Primary chemotherapy-associated effect of second-line chemotherapy on survival of patients with advanced ovarian cancer

Abstract

The current treatment of patients with recurrent ovarian cancer who have received initial platinum- or taxane-based chemotherapy depends on the results of the initial chemotherapy. The purpose of this study was to evaluate how to make the selection of second-line agents for patients with recurrent ovarian carcinoma initially diagnosed as stage II to IV. We conducted a retrospective crossover study in patients who received second-line chemotherapy at Jikei University School of Medicine. We evaluated the responses, progression-free survivals, survivals of second-line chemotherapy, and overall survivals after primary surgery for 51 patients. The treatment cohorts were defined as follows: TC1, patients who were given paclitaxel and carboplatin as first-line chemotherapy and who, upon recurrence, were treated with a platinum-based combination as second-line; and TC2, patients who were given a non-taxane-based platinum combination as first-line chemotherapy, followed, at the time of recurrence, with paclitaxel and carboplatin. The response rates of the second-line chemotherapy for the TC1 and TC2 groups were 44% and 25% (P=0.09). The median progression-free survivals of TC1 and TC2 were 12.9 and 6.4 months (P=0.018; hazard ratio [HR], 2.42; 95% confidence interval [CI], 1.16-5.04). The median survivals after second-line chemotherapy for the two groups were 16.8 and 10.4 months (P=0.007; HR, 2.78; 95% CI, 1.33-5.84) and overall survivals after primary surgery were 36.6 and 27.9 months (P=0.007; HR, 2.36; 95% CI, 1.07-5.21).

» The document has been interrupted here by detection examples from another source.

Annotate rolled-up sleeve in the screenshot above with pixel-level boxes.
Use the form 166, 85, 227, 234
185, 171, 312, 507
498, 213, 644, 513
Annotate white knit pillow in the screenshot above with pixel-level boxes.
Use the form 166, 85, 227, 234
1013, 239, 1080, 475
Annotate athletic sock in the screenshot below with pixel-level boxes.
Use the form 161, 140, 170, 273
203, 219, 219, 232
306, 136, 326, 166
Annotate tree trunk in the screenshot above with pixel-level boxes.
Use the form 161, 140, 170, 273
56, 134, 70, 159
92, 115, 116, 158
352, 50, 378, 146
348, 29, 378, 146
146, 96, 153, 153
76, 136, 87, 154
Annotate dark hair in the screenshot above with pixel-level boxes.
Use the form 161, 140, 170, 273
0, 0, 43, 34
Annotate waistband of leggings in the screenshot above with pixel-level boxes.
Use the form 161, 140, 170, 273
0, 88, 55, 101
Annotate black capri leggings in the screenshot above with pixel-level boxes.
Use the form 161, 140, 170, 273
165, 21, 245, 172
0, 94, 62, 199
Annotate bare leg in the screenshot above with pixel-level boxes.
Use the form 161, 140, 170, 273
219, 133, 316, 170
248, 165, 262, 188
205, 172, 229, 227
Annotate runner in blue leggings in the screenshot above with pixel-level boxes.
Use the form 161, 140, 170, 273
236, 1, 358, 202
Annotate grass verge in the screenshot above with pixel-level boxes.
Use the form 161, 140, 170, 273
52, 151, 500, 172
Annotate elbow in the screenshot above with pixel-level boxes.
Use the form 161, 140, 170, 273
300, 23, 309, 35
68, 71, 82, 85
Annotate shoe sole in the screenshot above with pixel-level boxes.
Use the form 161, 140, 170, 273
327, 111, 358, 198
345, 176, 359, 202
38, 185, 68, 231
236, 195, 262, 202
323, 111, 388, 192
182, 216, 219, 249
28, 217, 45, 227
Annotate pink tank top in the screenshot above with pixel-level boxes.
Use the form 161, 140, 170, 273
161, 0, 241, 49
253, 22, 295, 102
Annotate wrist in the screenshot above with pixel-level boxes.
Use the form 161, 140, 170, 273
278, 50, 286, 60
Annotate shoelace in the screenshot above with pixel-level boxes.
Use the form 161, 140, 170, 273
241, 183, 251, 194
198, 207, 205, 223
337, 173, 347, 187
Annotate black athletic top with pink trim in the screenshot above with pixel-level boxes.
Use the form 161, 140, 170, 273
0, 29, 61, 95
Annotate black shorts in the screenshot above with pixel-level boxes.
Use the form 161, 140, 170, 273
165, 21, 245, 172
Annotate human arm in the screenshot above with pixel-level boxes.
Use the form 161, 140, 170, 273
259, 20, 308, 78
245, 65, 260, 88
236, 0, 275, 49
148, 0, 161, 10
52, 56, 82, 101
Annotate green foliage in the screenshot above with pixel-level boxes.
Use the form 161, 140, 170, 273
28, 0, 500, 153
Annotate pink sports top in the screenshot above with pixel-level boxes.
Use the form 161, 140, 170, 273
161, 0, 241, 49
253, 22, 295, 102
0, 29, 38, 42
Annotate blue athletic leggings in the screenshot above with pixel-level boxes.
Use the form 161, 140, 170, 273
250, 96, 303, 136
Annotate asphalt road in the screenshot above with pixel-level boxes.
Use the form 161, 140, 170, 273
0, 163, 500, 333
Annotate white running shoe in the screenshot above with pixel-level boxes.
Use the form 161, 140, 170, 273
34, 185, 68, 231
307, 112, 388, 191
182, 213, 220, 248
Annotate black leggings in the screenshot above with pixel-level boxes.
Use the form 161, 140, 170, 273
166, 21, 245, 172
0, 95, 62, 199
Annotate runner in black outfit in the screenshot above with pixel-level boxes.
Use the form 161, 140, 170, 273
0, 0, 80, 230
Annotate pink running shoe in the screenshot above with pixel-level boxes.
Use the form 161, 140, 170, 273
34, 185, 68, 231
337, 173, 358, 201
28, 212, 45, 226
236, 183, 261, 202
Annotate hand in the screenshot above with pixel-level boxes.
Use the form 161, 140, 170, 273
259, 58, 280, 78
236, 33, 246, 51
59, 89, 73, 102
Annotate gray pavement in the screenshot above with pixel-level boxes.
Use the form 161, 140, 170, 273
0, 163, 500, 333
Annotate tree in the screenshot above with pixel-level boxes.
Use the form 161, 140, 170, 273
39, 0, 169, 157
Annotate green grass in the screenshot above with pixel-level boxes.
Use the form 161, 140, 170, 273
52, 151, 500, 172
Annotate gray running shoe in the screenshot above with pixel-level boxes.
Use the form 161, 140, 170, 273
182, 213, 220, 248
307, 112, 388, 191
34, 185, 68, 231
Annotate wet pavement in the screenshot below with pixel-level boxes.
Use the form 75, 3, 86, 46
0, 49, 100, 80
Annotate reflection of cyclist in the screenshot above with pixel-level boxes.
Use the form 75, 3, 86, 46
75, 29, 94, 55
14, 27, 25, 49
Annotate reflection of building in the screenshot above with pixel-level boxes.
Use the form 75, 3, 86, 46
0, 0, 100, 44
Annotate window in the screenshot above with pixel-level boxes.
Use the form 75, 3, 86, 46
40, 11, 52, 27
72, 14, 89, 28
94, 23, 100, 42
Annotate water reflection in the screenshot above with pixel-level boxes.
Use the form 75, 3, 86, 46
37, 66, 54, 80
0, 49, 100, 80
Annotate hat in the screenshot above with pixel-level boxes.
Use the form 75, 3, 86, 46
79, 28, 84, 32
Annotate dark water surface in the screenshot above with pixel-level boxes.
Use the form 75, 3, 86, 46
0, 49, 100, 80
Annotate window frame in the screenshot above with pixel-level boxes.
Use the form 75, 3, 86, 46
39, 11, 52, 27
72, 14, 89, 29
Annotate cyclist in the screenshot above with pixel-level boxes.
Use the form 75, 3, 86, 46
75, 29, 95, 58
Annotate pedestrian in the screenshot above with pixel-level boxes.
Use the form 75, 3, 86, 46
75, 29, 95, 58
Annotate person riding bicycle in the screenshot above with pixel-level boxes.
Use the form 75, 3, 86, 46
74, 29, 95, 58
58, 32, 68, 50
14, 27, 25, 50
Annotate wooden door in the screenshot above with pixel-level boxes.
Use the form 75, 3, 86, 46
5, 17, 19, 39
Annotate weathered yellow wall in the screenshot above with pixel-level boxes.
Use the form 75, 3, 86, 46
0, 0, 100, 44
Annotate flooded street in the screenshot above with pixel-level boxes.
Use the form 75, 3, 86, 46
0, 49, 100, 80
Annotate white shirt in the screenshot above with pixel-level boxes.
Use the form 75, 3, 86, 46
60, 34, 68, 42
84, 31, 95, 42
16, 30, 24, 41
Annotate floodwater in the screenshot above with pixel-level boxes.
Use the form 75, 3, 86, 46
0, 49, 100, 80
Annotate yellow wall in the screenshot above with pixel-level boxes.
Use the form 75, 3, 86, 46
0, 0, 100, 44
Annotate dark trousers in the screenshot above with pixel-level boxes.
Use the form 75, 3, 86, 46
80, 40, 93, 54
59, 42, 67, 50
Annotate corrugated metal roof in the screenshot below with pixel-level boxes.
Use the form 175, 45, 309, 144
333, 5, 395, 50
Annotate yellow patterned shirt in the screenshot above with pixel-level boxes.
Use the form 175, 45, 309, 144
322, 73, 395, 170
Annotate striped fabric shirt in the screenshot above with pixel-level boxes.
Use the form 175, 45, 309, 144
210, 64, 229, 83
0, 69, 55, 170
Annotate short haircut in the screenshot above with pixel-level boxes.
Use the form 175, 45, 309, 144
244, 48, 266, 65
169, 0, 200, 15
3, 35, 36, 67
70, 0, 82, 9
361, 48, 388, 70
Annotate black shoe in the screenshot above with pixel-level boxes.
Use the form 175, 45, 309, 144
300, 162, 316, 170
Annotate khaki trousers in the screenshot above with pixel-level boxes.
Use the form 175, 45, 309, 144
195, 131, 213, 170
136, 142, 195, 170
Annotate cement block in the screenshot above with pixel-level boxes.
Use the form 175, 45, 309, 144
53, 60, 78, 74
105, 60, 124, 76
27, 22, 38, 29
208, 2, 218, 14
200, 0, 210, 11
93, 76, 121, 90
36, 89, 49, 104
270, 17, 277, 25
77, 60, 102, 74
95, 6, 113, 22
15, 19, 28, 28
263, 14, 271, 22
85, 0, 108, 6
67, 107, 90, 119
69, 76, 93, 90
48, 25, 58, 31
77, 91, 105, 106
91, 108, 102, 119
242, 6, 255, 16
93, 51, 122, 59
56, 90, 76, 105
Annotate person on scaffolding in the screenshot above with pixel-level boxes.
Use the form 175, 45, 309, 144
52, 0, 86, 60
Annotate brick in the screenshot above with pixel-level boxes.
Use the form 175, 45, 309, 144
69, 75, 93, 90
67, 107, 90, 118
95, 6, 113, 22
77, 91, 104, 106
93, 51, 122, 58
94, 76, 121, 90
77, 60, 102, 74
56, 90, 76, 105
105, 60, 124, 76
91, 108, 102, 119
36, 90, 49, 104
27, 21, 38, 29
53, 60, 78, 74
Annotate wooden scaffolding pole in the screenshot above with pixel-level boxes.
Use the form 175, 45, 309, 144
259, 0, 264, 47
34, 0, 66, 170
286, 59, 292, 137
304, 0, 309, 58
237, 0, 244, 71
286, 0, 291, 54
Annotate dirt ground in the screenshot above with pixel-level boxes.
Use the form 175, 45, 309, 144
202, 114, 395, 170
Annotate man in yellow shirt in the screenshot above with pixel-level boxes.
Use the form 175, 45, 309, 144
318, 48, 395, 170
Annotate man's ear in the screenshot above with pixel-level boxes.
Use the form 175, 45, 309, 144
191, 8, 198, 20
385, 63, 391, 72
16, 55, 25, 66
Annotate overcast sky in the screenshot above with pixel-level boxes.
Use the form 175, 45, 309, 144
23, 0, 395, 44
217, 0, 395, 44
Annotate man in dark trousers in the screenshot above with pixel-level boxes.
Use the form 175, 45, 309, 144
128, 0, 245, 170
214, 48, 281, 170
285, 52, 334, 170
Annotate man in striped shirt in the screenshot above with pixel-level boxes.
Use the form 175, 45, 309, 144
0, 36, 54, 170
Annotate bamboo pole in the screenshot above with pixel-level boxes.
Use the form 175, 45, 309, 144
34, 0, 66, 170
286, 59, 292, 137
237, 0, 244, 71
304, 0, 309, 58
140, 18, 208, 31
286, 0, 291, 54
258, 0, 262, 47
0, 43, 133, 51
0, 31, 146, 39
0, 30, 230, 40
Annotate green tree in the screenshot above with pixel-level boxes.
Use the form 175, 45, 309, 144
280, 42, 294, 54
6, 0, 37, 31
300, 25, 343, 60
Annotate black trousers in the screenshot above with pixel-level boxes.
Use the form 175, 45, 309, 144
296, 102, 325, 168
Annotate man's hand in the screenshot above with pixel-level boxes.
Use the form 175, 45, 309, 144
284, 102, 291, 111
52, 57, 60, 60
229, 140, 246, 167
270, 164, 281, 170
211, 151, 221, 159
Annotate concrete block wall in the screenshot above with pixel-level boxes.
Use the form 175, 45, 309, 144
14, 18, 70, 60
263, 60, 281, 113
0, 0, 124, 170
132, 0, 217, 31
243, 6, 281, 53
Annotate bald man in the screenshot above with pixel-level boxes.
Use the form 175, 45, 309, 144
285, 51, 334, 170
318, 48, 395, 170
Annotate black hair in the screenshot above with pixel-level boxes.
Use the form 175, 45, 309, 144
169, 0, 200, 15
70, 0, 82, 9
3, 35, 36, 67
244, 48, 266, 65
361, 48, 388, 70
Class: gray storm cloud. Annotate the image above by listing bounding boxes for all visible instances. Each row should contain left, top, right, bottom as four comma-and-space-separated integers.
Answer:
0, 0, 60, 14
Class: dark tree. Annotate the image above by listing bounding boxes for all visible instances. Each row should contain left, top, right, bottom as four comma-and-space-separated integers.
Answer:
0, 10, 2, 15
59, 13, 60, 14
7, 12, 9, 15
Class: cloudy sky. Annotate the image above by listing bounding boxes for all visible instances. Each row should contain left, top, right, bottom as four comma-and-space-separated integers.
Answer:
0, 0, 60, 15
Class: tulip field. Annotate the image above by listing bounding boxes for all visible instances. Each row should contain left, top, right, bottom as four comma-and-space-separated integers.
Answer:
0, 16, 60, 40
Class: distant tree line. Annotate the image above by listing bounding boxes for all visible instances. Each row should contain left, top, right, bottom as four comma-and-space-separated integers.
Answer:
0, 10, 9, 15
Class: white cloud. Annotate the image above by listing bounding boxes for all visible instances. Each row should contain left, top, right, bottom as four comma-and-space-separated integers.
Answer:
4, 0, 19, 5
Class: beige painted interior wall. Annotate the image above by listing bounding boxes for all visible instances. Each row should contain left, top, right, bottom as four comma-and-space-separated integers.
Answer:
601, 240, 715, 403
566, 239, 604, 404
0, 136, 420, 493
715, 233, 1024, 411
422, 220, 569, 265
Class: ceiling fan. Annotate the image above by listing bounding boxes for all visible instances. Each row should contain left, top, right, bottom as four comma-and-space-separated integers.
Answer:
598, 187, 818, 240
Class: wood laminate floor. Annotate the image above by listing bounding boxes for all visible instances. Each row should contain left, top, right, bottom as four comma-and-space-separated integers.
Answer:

The TC1 group demonstrated a significantly better response and extension of progression-free survival, as well as significantly better survival after crossover and overall survival after primary surgery. As this was a retrospective analysis, this effect should be considered as hypothesis-generating and assessed prospectively in other trials comparing these two chemotherapy schedules.